All rights reserved.

Acting: *****
Plot: ****
Story: *****
Dialog: *****
Direction: ****

While some may think of this movie, directed by Kinji Fukasaku, written by Kenta Fukasaku, based on a novel by Koushun Takami, as tawdry entertainment or a bizarre horror flick, it is really not so different from the state of the youth today.

Every week we encounter news stories of youth violence. One day they are rioting, for instance in Paris or New Zealand. The next we hear of gun violence in schools in the USA, Finland, Germany or elsewhere. And then we hear about the more frequent acts of barbarism of young criminal gangs. Or we learn of bullying in British schools. Rarely we hear of mobs of youths attacking older adults to steal from them. Our societies want to sweep of this all under the rug or into the prisons. It's not that simple, however.

The truth is, there is a violent tendency in our youth today internationally. Young people have been trained to show no respect, to be demanding of their parents for products they want, to have an enormous sense of entitlement to money, products, jobs and entertainment. They expect and demand attention. They are tools, through and through, of the corporate marketers, even when they are poor and perhaps moreso.

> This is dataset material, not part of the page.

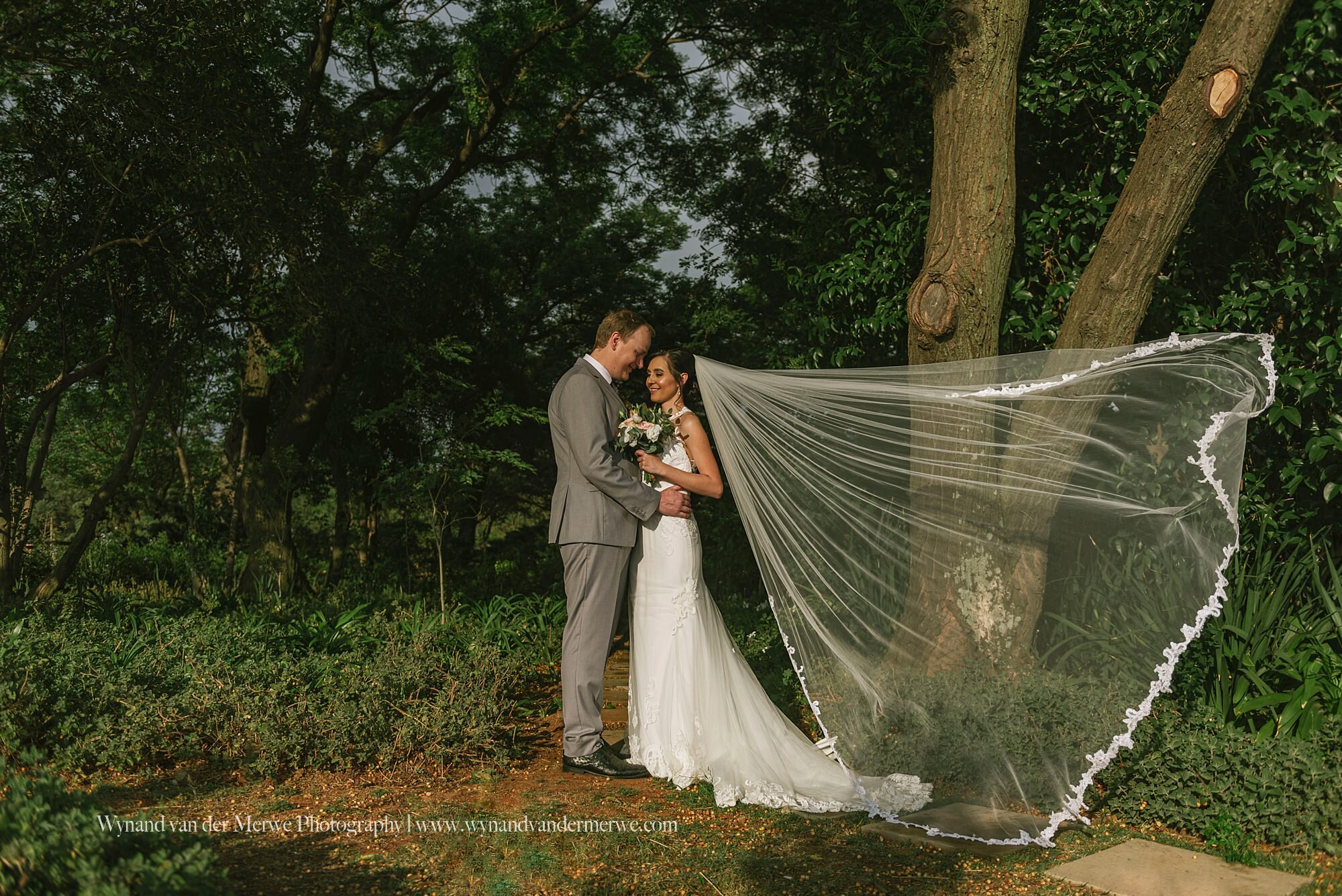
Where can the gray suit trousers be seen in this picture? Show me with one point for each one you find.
(595, 580)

And yet, the pillars of legitimate authority have all fallen away. We can no longer trust the US government or any government. Not after outrageous instances of evil and corruption such as the obvious and half-baked cover-ups of the JFK assassination and CIA/Mossad involvement in causing 9/11. We would be fools to trust the churches and their sex-abusing, prostitute-renting priests. Nor were the media ever trustworthy, not in the days of Fox News, but more accurately not after the bankers bought control of the media decades ago. And even academia has become full of politically-correct sell-outs and a stinking pit of hypocritical, depraved careerism.

No wonder then that youths are in a state of agitation, of immorality, when even and perhaps especially the religious ones are completely unethical. No wonder that violent video games are so appealing. We live at a time of great injustice, immense greed and narcissism, parentless and rudderless children, in an age when all standards have fallen away because they are illegitimate.

In this context, the film is more of a simulation of what could happen. We are not too far from it. At a time when governments like the USA and Israel are quietly or obviously constructing concentration camps, respectively, when freedom and democracy are under attack, Battle Royale is more than just entertainment, it is a warning in disguise.